Glaubensfrage Minarett-Verbot:Carla Amina Baghajati und FPÖ-Chef Heinz-Christian Strache im KURIER-Streitgespräch über den Islam, christliche Werte und Hassprediger. 
Sind Minarette eindeutige Hoheitszeichen? Soll ihr Bau auch in Österreich verboten werden? 
Für den KURIER trafen einander FPÖ-Chef Heinz-Christian Strache und die Sprecherin der Islamischen Glaubensgemeinschaft, Carla Amina Baghajati, im Parlament, um auf neutralem Boden das Minarett-Verbot zu diskutieren.


KURIER: Herr Klubchef, nach dem Nein der Schweizer zu Minaretten haben Sie von einer "Vorbildwirkung" gesprochen. Was heißt das?
Heinz-Christian Strache: Zum einen ist die Schweiz Hort der direkt gelebten Demokratie, wo im Unterschied zu Österreich die Bevölkerung direkt in wichtige politische Entscheidungen eingebunden wird. Zum anderen war die Volksabstimmung keine über die Religionsfreiheit. Die Schweizer haben nur festgehalten, dass man Glaubensfreiheit auch ohne Minarett und Muezzin leben kann. 
Carla Amina Baghajati: Einspruch! Selbstverständlich geht es um Religionsfreiheit. Ein Minarett ist kein Herrschaftssymbol, sondern - wie ein Kirchturm - ein Ausdruck der Würde eines Gebetshauses. Das dreist umdeuten zu wollen, halte ich für eine grobe Einmischung in unsere inneren Angelegenheiten. 
Strache: Dass das Minarett ein Herrschafts- und Siegessymbol des Islam gegenüber dem Christentum ist, ist dokumentiert und wird auch vom Ministerpräsident der Türkei offen angesprochen. Erdogan hat erklärt, Moscheen sollten Kasernen und Minarette symbolische Bajonette sein. Diese Aussage ist bis heute unwidersprochen. 
Baghajati: Bitte vermischen wir doch die Dinge nicht.
Sie arbeiten mit Feindbildern und einer verkürzten Wahrnehmung, sie setzen auf die Ängste - und schüren sie durch Schein-Argumente. 
Strache: Das ist nicht der Fall!
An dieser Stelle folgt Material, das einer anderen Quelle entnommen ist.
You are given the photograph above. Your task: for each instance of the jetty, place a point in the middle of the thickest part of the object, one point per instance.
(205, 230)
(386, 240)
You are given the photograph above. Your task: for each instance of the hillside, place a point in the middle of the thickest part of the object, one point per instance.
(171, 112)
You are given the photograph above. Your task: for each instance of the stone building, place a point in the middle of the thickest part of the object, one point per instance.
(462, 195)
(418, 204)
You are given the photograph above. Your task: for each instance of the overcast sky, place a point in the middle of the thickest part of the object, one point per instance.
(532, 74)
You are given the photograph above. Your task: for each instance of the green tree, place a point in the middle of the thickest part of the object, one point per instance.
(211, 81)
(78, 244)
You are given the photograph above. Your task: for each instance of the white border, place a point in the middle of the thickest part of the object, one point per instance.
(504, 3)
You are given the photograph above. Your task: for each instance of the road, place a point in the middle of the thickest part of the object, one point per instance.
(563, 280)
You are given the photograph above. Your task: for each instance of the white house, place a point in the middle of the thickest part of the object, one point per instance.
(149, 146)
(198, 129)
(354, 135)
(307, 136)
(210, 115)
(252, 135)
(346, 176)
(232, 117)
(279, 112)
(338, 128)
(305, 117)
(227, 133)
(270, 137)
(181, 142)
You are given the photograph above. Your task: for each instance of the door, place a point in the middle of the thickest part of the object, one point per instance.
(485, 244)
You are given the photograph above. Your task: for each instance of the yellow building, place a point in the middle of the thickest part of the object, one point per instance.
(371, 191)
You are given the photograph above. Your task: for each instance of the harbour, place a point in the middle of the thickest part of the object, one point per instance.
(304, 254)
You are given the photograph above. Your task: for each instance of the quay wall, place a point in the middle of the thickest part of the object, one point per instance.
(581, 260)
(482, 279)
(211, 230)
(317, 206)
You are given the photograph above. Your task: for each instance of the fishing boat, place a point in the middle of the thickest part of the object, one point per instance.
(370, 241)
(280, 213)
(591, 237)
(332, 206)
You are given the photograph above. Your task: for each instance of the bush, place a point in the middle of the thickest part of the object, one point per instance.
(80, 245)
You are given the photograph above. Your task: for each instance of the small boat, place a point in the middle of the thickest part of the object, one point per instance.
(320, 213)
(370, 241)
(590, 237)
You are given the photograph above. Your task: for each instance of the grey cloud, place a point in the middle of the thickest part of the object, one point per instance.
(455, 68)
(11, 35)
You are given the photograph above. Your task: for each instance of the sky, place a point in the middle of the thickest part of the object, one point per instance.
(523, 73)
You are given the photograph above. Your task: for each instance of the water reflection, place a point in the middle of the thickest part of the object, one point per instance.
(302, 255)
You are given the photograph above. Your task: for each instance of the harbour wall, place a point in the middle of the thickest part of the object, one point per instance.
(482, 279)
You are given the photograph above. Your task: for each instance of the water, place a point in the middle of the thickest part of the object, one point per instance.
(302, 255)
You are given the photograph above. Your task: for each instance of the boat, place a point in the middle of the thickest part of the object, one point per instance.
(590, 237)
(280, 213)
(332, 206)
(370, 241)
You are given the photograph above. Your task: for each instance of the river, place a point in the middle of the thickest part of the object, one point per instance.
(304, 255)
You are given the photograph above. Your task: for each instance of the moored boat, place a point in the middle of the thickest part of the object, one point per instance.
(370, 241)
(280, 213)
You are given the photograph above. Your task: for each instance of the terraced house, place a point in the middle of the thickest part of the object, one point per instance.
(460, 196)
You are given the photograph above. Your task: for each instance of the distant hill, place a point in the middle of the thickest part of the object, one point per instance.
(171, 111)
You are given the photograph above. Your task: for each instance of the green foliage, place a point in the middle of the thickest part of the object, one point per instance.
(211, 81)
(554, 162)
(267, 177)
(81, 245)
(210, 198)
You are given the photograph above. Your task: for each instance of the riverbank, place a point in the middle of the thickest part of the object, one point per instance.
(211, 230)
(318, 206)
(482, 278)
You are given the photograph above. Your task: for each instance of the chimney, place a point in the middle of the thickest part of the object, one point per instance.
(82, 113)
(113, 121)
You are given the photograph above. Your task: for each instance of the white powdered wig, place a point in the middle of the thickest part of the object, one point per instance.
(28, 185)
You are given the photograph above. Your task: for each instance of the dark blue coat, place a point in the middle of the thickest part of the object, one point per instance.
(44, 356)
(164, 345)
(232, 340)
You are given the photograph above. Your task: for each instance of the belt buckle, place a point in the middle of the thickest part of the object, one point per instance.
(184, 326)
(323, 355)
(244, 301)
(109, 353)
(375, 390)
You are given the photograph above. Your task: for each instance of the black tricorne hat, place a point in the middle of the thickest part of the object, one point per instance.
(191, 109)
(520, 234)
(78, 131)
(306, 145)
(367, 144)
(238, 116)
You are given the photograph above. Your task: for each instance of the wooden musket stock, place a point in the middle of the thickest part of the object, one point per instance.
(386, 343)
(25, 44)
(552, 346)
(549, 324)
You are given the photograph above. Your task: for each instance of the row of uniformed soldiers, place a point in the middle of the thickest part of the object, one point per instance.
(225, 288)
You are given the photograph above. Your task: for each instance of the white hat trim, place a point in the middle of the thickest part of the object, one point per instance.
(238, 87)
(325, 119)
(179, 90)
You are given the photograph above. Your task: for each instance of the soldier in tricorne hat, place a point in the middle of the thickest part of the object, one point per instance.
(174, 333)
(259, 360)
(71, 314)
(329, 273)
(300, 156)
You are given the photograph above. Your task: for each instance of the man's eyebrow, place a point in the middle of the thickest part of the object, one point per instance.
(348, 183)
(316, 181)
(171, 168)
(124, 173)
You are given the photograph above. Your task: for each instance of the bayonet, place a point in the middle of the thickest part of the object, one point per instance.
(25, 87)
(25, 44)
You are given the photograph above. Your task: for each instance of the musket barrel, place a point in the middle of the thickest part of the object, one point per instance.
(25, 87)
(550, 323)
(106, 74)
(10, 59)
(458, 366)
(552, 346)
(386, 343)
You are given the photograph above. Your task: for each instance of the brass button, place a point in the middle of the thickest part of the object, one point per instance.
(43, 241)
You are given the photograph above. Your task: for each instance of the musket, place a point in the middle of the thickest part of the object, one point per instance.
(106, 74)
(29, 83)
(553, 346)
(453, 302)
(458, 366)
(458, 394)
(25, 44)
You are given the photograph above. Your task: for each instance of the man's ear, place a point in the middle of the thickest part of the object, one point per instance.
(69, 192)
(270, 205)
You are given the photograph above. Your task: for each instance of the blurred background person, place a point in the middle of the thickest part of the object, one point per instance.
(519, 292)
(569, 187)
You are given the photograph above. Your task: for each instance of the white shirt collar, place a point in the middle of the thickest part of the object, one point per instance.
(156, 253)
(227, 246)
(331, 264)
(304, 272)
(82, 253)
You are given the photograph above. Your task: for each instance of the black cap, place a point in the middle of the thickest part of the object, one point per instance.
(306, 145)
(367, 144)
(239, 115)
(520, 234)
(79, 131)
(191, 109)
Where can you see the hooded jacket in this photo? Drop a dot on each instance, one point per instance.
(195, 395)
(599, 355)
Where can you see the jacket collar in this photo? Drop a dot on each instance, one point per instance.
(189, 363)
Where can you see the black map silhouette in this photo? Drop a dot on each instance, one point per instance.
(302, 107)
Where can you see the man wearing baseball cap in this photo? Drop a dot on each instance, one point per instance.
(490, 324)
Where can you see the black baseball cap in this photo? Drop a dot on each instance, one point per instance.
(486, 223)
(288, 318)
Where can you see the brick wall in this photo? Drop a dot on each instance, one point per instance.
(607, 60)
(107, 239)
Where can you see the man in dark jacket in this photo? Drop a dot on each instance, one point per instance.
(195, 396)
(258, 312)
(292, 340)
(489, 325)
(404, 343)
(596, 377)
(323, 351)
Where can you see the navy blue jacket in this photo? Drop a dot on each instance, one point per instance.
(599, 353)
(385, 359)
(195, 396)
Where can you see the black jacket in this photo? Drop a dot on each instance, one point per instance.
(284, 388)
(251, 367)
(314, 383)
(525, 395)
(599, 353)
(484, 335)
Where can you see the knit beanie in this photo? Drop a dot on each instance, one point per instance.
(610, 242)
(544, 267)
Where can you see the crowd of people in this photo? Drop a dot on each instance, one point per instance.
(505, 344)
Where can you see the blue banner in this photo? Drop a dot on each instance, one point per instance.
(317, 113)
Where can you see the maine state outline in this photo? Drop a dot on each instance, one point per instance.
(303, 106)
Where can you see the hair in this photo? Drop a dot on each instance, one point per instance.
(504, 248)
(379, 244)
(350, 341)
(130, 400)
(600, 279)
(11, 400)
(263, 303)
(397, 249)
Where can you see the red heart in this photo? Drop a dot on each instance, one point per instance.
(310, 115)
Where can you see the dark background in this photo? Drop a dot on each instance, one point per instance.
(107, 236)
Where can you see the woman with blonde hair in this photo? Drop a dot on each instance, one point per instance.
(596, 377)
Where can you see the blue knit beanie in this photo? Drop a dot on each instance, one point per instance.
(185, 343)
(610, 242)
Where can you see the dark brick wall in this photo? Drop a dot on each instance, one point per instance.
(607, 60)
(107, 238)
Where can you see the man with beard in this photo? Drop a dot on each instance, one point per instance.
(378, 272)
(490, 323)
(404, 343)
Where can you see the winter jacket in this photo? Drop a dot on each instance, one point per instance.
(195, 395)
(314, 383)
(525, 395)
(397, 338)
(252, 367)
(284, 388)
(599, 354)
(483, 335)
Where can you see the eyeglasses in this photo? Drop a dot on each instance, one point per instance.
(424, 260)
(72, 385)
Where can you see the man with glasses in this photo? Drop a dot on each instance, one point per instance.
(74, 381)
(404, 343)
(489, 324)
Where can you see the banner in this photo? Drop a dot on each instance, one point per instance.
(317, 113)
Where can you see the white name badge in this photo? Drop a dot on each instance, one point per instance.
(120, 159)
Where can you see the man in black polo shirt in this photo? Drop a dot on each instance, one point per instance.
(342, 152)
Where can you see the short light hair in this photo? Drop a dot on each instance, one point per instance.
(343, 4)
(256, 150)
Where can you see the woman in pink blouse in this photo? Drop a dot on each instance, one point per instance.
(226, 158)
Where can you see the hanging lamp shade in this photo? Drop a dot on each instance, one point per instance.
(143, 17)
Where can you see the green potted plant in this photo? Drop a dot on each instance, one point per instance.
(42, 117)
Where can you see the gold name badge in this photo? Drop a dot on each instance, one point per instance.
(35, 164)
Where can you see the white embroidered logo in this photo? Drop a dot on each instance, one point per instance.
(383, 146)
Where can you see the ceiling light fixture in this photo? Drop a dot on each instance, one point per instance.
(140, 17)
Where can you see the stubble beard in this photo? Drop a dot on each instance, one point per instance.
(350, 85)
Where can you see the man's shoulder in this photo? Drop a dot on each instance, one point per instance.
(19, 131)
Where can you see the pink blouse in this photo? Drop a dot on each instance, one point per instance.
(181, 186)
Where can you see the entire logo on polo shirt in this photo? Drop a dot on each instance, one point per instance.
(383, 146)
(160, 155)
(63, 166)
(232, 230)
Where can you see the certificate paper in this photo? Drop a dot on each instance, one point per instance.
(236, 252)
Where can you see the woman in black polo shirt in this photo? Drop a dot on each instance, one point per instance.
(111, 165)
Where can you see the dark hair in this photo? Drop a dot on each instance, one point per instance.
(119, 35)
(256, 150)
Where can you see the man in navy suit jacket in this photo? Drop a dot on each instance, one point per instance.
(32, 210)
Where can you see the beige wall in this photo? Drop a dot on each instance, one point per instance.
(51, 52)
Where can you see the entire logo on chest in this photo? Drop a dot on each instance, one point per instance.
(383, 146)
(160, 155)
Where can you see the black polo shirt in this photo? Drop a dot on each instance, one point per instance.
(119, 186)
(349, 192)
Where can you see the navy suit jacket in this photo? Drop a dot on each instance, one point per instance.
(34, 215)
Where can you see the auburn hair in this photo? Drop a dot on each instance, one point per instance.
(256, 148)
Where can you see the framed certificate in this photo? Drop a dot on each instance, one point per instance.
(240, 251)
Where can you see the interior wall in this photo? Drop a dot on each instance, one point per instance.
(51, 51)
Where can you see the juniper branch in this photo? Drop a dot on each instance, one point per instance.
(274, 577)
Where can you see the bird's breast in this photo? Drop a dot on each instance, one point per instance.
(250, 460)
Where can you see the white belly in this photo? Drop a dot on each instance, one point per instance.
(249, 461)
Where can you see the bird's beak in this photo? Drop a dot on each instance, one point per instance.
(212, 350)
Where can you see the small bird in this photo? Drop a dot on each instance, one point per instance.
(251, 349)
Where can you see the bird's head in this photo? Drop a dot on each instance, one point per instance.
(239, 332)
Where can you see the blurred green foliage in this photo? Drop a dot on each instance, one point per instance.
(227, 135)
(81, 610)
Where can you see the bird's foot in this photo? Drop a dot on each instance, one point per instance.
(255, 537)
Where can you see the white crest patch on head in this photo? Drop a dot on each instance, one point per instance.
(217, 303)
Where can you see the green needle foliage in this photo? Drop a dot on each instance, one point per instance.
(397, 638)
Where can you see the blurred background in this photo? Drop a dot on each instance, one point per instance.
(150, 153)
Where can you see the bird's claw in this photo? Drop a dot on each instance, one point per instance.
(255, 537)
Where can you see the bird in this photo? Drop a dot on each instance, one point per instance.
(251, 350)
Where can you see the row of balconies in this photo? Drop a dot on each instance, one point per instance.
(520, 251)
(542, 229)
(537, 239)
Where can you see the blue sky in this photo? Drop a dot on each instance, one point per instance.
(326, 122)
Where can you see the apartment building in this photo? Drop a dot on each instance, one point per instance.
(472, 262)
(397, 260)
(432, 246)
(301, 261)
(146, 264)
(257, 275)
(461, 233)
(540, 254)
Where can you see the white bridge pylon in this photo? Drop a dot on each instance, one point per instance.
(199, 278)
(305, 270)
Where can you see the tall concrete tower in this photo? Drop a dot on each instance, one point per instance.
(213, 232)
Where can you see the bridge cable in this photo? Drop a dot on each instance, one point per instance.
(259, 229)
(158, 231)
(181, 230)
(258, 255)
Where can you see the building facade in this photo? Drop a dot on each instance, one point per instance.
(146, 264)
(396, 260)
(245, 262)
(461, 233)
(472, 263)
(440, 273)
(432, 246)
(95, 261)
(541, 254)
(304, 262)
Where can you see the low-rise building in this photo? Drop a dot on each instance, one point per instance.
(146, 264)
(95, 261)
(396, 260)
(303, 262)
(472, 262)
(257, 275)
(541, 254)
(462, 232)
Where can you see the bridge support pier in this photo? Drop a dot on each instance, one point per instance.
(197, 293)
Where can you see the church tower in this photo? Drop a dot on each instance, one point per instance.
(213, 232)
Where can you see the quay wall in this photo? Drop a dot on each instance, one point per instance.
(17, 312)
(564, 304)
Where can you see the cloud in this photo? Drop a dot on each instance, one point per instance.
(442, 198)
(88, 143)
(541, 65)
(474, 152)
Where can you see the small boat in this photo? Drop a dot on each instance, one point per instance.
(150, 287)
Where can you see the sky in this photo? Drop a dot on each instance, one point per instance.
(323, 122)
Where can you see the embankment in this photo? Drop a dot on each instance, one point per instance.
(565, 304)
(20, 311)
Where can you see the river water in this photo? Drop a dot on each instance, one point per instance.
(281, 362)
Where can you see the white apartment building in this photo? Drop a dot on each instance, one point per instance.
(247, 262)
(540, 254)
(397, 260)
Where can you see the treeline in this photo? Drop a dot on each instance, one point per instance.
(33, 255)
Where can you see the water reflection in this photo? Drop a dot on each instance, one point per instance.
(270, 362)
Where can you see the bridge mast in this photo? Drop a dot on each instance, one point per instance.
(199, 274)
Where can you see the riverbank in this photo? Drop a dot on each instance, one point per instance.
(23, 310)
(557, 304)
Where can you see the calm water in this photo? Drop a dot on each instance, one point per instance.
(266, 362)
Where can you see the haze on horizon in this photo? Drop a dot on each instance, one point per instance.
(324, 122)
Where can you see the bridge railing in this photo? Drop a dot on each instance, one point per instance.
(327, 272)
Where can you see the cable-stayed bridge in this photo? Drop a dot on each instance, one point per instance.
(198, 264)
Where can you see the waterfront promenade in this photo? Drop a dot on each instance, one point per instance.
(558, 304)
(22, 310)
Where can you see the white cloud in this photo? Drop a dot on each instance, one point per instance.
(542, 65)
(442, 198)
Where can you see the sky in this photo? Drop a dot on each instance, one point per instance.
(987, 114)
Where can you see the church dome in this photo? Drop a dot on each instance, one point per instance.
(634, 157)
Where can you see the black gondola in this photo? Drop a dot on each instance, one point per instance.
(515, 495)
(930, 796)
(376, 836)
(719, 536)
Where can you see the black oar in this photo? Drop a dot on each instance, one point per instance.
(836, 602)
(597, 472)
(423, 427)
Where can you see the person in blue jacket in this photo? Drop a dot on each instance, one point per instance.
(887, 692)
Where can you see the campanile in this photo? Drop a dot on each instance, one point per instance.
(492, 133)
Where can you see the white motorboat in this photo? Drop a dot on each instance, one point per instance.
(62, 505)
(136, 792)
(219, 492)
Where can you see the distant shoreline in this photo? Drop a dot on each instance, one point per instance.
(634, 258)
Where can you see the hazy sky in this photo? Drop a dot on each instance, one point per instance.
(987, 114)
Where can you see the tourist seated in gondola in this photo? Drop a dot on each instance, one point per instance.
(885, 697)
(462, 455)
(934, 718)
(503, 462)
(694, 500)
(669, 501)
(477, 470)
In Österreich wird Religionsfreiheit gelebt, in der Türkei unterliegen neue Kirchen einem Bauverbot. 

"Ein sichtbares Minarett sagt: Kommt her, wir haben nichts zu verbergen." Carla Amina Baghajati
Streben Sie auch für Österreich ein Minarett-Verbot an? 
Strache: Wir haben in Vorarlberg und Kärnten eine Bauordnung, die den Bau von Minaretten de facto unmöglich macht. Das ist eine Anleitung, wie man auf Bundesebene sicherstellen kann, dass man in Zukunft nicht über die Bevölkerung drüberfahren kann.
Baghajati: Wie oft wurde den Muslimen vorgeworfen: Ihr versteckt Euch, weil ihr etwas zu verstecken habt! Eine sichtbare Moschee ist eine Einladung, ein Minarett sagt: Kommt her, wir haben nichts zu verbergen. 
Strache: Und doch stellen manche die Scharia und den Koran über westliche Werte. Wenn wir von Religionsfreiheit reden, heißt das auch, dass der Einzelne vor religiösem Fanatismus geschützt wird.
Baghajati: Sie wollen eine Unvereinbarkeit der islamischen Theologie und europäischer Werte konstruieren. Im islamischen Religionsunterricht zum Beispiel ist es wichtig, dass der Diskurs angeregt wird, zu reflektieren: Wo steht die Religion - und wo steht die Tradition im Widerspruch zur Religion? Zwangsheirat, Beschneidung und Ehrenmord sind unislamisch. Wir haben auf dem Boden des Islam die besten Argumente, um diese Dinge aktiv anzugehen. Es macht mir Sorge, wie durch die Politik der FPÖ das Gegenteil passiert. 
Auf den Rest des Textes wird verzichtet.